C’était bien Gimli.  A croire que ses prières informulées et involontaires avaient été entendues par les Valars. Son regard, cependant, se durcit. Quelque part, il semblait à l’Elfe qu’il en voulait au Nain. Hormis le petit Hobbit qui avait accompagné le roi sous la Montagne à la chasse au Dragon, et Gabrielle, il n’avait pas vraiment d’appuie ici. Si, maître de ses capacités et en pleine forme, cela ne le dérangeait pas outre mesure, il se sentait comme un animal en cage dans son état. Il ne manquerait plus qu’on demande une rançon à son père, dissimulant cela sous le prix qu’auraient coûté Legolas à s’être fait battre de la sorte. Non, bien sûr que non. En entendant son prénom, il ferma les yeux et un léger soupire outrepassa ses lèvres, avant qu’il ne réponde d’un ton adoucit ;

« Gimli. »

Il rouvrit les yeux, pour les poser d’un air légèrement étonné sur la fleur tendue, sur le mince sourire du Nain, sur l’écho de ses paroles. L’étonnement laissa place à la surprise, puis à l’émerveillement, autant qu’un Elfe puisse être émerveillé. Doucement, son bras valide vint effleurer de ses doigts la paume de son ami, sensation étonnement agréable entre toute, pour attraper la petite fleur qui s’y trouvait.

« Ce n’est rien, vous deviez être occupés. » mentit-il doucement, décidant de prendre sur lui et de faire un effort de diplomatie pour ne pas laisser son amertume reprendre le dessus.

Il laissa son regard détailler la fleur, un instant, comme fuyant celui du Nain qu’il avait tant attendu. Pourquoi cela lui semblait-il soudainement si difficile de soutenir son regard sans que son visage ne s’enflamme ? Il ne pouvait néanmoins pas éviter de le regarder trop longtemps. Il ne voulait pas le faire fuir. Legolas finit par tourner, doucement, son visage vers son visiteur. Les sentiments et émotions complexes et inconnues jusqu’alors qu’il ressentait à présent troublait sa sérénité, mais il espérait que cela ne transparaisse pas trop dans son regard. Il n’était cependant pas certain de réussir à se maîtriser.

« Rien de grave ?... » finit-il par demander doucement.
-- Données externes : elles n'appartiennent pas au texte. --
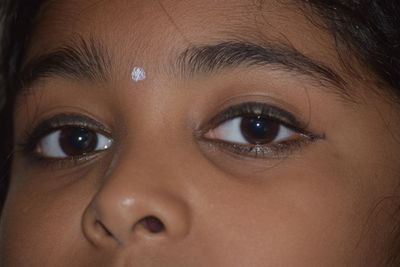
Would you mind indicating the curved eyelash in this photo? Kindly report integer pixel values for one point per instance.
(273, 113)
(32, 138)
(258, 109)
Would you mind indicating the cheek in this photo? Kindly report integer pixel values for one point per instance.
(301, 214)
(42, 227)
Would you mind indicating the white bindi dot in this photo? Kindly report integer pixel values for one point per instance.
(138, 74)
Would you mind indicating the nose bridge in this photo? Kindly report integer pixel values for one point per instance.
(137, 200)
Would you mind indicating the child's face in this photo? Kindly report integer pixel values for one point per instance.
(180, 110)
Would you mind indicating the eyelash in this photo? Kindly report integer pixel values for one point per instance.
(262, 151)
(275, 150)
(32, 138)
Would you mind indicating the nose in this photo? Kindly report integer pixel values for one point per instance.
(135, 205)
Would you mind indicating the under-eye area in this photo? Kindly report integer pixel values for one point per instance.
(257, 130)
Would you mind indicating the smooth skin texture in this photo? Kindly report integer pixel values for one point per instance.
(321, 202)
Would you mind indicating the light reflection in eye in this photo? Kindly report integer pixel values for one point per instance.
(72, 142)
(250, 130)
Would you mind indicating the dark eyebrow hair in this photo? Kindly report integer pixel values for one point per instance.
(82, 59)
(232, 54)
(89, 60)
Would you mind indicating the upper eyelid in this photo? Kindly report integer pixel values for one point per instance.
(257, 109)
(59, 121)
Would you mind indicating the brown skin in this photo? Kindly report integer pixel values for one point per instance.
(322, 204)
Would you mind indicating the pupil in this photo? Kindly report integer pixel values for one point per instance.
(259, 130)
(77, 141)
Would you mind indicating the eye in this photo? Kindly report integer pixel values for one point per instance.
(257, 130)
(71, 141)
(254, 130)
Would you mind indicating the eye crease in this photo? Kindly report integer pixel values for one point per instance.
(72, 142)
(251, 130)
(257, 130)
(66, 136)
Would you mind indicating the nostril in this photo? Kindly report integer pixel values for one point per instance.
(152, 224)
(105, 229)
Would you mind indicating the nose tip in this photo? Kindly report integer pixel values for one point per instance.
(114, 219)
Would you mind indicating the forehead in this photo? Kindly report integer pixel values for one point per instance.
(154, 27)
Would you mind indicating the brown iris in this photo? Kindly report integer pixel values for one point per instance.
(259, 130)
(76, 141)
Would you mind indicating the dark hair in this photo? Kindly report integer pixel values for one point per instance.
(16, 18)
(368, 29)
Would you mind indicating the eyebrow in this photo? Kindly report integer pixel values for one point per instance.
(90, 60)
(81, 60)
(233, 54)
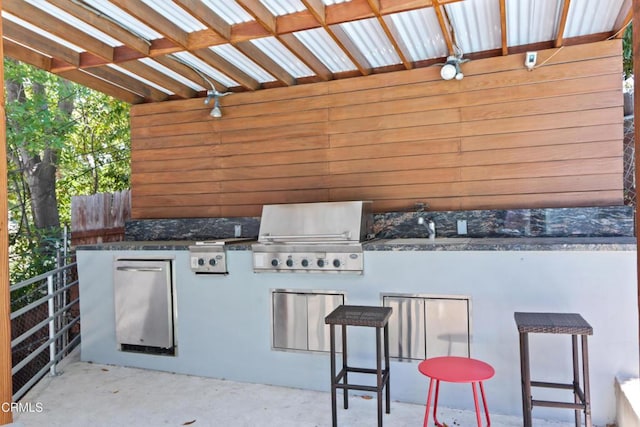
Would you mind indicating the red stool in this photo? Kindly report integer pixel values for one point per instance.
(456, 370)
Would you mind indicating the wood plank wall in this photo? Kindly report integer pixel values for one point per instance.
(503, 137)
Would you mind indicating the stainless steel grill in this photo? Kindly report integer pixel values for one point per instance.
(313, 237)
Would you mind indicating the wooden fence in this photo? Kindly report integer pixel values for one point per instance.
(99, 217)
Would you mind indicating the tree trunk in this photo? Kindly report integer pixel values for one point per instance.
(40, 169)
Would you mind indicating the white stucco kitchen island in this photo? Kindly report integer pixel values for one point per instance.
(223, 323)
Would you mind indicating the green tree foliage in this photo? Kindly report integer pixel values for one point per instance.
(627, 51)
(62, 140)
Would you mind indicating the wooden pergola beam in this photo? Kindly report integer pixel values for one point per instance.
(6, 380)
(562, 24)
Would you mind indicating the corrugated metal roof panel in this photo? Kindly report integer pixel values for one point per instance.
(75, 22)
(241, 61)
(325, 49)
(204, 68)
(476, 24)
(170, 73)
(283, 7)
(370, 38)
(124, 19)
(280, 54)
(41, 32)
(418, 34)
(604, 14)
(230, 11)
(142, 79)
(176, 14)
(532, 21)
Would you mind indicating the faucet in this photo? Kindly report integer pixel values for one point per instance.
(431, 226)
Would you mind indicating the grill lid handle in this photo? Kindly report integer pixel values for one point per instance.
(341, 236)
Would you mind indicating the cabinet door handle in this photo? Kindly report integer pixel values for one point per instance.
(139, 268)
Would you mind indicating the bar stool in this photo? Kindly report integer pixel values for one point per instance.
(355, 315)
(555, 323)
(455, 369)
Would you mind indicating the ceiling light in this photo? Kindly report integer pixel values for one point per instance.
(216, 112)
(451, 68)
(448, 71)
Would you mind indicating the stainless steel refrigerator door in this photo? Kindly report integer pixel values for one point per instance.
(289, 321)
(447, 327)
(318, 307)
(407, 334)
(143, 303)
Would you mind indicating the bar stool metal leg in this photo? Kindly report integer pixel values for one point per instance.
(386, 366)
(526, 380)
(484, 403)
(332, 338)
(379, 375)
(576, 378)
(587, 388)
(426, 412)
(345, 390)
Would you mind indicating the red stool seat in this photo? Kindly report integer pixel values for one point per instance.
(456, 370)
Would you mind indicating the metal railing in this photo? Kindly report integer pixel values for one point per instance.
(48, 325)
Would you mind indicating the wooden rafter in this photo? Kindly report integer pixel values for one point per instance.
(46, 52)
(131, 40)
(57, 27)
(562, 24)
(158, 78)
(270, 24)
(155, 20)
(375, 6)
(353, 55)
(26, 37)
(188, 72)
(128, 83)
(228, 69)
(444, 27)
(503, 28)
(624, 20)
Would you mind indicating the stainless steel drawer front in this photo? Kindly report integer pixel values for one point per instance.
(143, 303)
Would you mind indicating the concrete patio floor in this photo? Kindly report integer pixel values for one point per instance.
(86, 394)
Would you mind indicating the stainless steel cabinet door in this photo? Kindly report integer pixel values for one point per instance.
(447, 327)
(406, 328)
(318, 307)
(289, 320)
(143, 303)
(298, 320)
(421, 327)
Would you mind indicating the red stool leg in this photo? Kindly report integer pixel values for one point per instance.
(426, 412)
(435, 405)
(475, 402)
(484, 402)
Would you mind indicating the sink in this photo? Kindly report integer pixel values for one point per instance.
(426, 241)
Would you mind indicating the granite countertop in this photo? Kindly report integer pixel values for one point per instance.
(419, 244)
(505, 244)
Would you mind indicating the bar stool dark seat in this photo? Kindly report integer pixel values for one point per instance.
(356, 315)
(555, 323)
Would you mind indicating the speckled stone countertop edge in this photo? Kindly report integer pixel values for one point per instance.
(446, 244)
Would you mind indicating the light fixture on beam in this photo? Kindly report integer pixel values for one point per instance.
(216, 112)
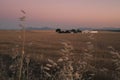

Il avait bien remarqué le léger boitillement du Nain, et cela l’inquiétait un peu, quoi qu’il ne semblait pas trop amoché ou trop touché. Sa barbe et ses cheveux roux étaient en ordre, magnifiquement bien entretenu – l’elfe eu soudainement honte de sa propre chevelure qui devait être dans un bien piteux état. Et si sa question est restée vague… C’est qu’il n’avait osé la rendre trop personnelle. Néanmoins, il espérait fort que Gimli la prendrait pour lui plus que pour Erebor toute entière.